Stan spends the entire episode in grief and these little vignettes may feature laughs due to the persistent use of the leaf blower, they’re still steeped in sadness. The moment where he and his therapist strangely communicate by making their leaf blowers “talk,” is absolutely funny, but it’s hard to not also acknowledge the pain that it comes from and how it controls Stan. It’s even better that the episode doesn’t offer up flashbacks or even elaborate on how Stan and Cloops knew one another. Klaus explains that they were “very close” and that’s enough.
There’s a real tenderness to Stan’s pain that really worked for me. He barely even talks in the episode and he sullenly mopes through his scenes while the leaf blower communicates for him. The resolution to this morose story is really sweet and Stan finds a way to honor Cloops’ spirit. It’s a very wholesome act, even if it does go in a markedly fantastical direction. One could argue that the face of Cloops that manifests in the windstorm could still just be part of Stan’s grieving subconscious, but it doesn’t matter. It’s still a grand, cathartic way to finish what’s a surprisingly emotional story.
The chemistry between Steve and his friends can often be hit or miss, but their dynamic works well in this situation. There’s a very comfortable energy between all of them, whether it’s in the calmer beginning of the episode or after things become more intense for them in prison. Tiny moments like Barry’s banter over the amount of molecules he’s able to fit into Steve’s duck scrotum backpack play really well. “American Data?” also does a good job to juxtapose everyone’s behavior pre- and post-prison experiment and how they’re still there for each other, even if the obligations of being a friend become more extreme.
While it’s much less of a priority for the episode, the same sort of camaraderie is present during Stan’s CIA briefings. The idea that Bullock regularly gossips over the sex lives of the CIA’s custodial staff like it’s must-see television is also oddly fulfilling.
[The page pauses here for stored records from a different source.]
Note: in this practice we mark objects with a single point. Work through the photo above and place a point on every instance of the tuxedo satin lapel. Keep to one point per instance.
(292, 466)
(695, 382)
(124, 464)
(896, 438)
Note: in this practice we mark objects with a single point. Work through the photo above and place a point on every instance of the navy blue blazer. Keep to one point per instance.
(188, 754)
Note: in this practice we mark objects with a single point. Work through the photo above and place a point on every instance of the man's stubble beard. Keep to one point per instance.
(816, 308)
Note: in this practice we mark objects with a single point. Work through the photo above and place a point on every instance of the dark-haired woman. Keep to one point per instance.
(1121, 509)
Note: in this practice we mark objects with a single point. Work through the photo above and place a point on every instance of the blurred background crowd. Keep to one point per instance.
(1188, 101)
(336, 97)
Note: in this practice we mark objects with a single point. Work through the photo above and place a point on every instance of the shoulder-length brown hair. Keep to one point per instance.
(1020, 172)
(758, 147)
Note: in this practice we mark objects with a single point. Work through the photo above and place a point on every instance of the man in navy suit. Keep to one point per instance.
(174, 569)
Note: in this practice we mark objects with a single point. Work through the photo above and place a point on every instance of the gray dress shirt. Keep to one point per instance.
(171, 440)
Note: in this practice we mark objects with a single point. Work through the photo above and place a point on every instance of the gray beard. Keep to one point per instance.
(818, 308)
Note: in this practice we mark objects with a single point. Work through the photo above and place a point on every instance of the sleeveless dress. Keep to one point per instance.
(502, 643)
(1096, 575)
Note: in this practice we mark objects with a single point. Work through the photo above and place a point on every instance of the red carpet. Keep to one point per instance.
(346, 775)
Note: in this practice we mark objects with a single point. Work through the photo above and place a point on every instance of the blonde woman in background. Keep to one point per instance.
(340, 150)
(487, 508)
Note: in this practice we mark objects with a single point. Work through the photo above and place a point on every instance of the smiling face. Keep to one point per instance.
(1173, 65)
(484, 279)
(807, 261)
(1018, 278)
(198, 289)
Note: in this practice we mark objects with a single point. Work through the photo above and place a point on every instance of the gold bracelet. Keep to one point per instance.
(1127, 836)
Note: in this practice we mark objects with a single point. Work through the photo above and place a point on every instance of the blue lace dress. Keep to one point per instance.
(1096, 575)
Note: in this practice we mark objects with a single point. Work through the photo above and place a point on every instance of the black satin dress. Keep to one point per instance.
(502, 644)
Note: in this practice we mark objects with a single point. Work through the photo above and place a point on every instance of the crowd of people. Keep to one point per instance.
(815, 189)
Even Roger’s constant digressions over his love for binders, which just confound those around him, are a strong running source of levity.
American Dad has a number of excellent long-running jokes that show just how absurdly brilliant they can be, while still applying a weird respect to continuity. “American Data?” literally resurrects one of my favorite jokes from the series, CIA therapist Ray Petit (who’s still played by Ted Danson), and the continually vicious ways that he dies. As soon as he appears in the episode fans know that he’ll meet his fourth death by the time that the credits role, but it just creates even more anticipation over the eventuality. Even when you are prepared for this fatality, there’s no way to be properly prepared for it. It’s easily one of the most unexpectedly graphic and hilarious visuals since the infamous elbow drop from “Cops and Roger.”
“American Data?” is another successful entry in what’s been a strong season so far. The episode doesn’t exactly venture into new territory, but the dialogue and script is just weird and funny across the board. It’s a fun examination of all of these characters and Stan’s story is honestly a fantastic meditation on grief. Explorations into character and friendship put together with some truly unusual visuals help “American Data?” stand out and have plenty to offer, even if you’re not a fan of the story. Here’s hoping that Stan won’t have to lose another friend in order to bring on the next appearance of Dr. Ray Petit.
And for any of you out there that think the concept of calf implants is absurd, then why did a cool-headed, rational individual like Johnny Drama get them?